Of course, after the holidays, I’m heading south for the bulk of the heating season. I’ll let others have the romance of the woodstoves.

-Sixbears

9 comments:

  1. Hey there.
    Let your wife know this is masonry stoves are a time tested technology. And you wont be dissapointed, it is the best stove around and will be warm long after the fire is out. Here is appropedia article with links I wrote long time ago (the stove on that site was built by me).
    http://www.appropedia.org/Masonry_stoves

    ReplyDelete
  2. Sasha: Thanks for the link. I haven't given up yet. I've been slowly gathering the materials needed to do the job, just in case.

    ReplyDelete
  3. You sure a good husband to have the house warm and the coffee made for when your wife wakes up. I used to heat a house with a wood stove. Really liked it, but had a firepace and a gas furnace to back it up if needed.

    ReplyDelete
  4. Have heated with wood for 35 years. Absolutely nothing beats wood heat. Nothing. However, this year I made the decision to have two, vented, gas wall furnaces installed. I just got tired of waking up, or, coming home, to a cold house. Keep them at 65-68 degrees and it takes the chill off. But at $2.10 a gallon, I still bought 5 cords of wood. I have a live in a warm house for the first time in 66+ years!

    ReplyDelete
  5. HAPPY THANKSGIVING to you and your family.

    ReplyDelete
  6. Keeping mama warm is the most important thing of all!

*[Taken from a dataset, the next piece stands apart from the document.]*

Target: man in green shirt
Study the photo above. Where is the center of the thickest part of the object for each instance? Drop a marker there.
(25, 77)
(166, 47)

    Getting the "cold shoulder" or the "cold feet in the back" is not a good thing!

    Hope you get on the road South without any problems!

    Happy Thanksgiving!

    ReplyDelete
  7. Maybe a mass heater bench in the yard (perhaps even with an outdoor kitchen area) would be something you and mrs sixbears would like. Enjoy a cool evening on a warm bench while you plan your next voyage.

    ReplyDelete
  8. I got the fun of using a kitchen woodstove just a year ago working for my uncles. Loading it up right before hopping in bed and setting the damper at half usually kept me warm for the night. That was one time where I appreciated junk mail, that stuff makes decent tinder. Still had to have twigs and branches to catch before putting in a chunk or two, but it's a lot easier than using pine needles and such!
    I also switched to a wool jacket after melting a sleeve of my nylon parka on the flue.

    ReplyDelete
  9. I just found your blog and i'm really enjoying it. I'm a 25 year old mired in student loan debt (40k) and chained to a cubicle. But people like you have inspired me to strive towards real freedom. Keep up the good work.